Lebensversicherung - Erbe

Hallo!

Es geht um folgenden Fall.

Der Vater von Sohn S ist vor kurzem verstorben. Er hatte 2 Lebensversicherungen bei einer Gesellschaft. Die Eltern sind seit 2005 gerichtlich geschieden und Sohn S ist der einzige Sohn.

Die Lebensversicherung hat der Vater 1999 abgeschlossen. Als Bezugsberechtigter steht ein Standardsatz „Die Ehegattin oder die Eltern“. Der Vater des Vaters ist schon lange Tod und die Mutter ist dement. Allerdings lebt die gesamte Familie im Ausland und Sohn S hat auch keinen Kontakt. Jetzt hat Sohn S ein Schreiben von der Versicherung bekommen, dass das Geld von der Versicherung nur an die Eltern von dessen Vater ausgezahlt wird.

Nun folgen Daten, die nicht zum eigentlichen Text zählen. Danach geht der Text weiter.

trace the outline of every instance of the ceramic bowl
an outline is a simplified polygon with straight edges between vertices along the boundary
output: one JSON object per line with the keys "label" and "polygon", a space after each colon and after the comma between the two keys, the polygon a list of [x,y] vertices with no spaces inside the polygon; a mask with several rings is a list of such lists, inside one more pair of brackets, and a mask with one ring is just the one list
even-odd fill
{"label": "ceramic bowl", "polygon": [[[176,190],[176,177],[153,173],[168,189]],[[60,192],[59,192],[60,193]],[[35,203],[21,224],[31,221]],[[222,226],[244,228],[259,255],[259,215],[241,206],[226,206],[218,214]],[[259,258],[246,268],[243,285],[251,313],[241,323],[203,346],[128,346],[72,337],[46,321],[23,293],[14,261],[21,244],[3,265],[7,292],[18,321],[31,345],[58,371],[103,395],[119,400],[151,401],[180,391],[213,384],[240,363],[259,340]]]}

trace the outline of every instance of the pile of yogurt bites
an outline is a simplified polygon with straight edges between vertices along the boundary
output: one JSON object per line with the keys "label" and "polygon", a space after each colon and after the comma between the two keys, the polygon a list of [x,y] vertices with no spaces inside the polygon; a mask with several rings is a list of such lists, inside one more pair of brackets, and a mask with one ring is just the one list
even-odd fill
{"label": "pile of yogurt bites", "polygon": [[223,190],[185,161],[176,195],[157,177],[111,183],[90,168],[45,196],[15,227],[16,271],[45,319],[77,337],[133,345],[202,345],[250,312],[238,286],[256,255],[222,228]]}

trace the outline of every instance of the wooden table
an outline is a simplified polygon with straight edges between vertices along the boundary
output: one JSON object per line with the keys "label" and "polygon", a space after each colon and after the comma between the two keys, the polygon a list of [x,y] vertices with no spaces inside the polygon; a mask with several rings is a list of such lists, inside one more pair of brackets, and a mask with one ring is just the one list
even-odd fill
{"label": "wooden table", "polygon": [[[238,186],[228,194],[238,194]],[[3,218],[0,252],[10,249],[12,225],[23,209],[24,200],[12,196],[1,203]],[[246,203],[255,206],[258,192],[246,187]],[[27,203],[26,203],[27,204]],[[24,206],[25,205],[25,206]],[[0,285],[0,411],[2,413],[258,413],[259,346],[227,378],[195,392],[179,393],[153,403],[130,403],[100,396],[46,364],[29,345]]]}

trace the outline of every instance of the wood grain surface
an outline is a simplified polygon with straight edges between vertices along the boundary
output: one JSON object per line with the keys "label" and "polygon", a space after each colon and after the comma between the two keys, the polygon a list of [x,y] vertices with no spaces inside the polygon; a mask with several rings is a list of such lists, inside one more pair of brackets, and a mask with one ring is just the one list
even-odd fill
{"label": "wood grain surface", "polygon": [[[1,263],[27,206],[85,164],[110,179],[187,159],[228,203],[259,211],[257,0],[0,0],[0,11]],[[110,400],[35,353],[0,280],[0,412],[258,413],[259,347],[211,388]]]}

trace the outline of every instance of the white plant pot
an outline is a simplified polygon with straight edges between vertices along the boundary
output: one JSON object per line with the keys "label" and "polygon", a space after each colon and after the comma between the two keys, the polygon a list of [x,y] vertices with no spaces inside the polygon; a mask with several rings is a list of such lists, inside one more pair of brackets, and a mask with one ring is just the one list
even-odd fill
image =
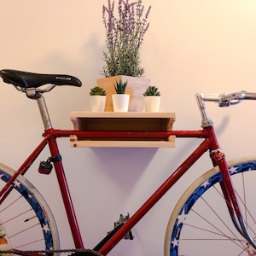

Was kann S jetzt als einziger Sohn/Erbberechtiger tun? (S trägt schließlich auch alle Beerdigungskosten etc.)

Vielen Dank für eure Hilfe im Voraus!

Was kann S jetzt als einziger Sohn/Erbberechtiger tun? (S
trägt schließlich auch alle Beerdigungskosten etc.)

wenn es offenbar einen/mehrere bezugsberechtigte gibt, fällt die leistung aus der lebensversicherung nicht in den nachlass. es handelt sich um eine lebzeitige leistung iSd § 331 bgb.
da S nicht bezugsberechtigt ist und die leistung aus der LV nicht in den nachlass fällt, geht er insoweit (noch) leer aus…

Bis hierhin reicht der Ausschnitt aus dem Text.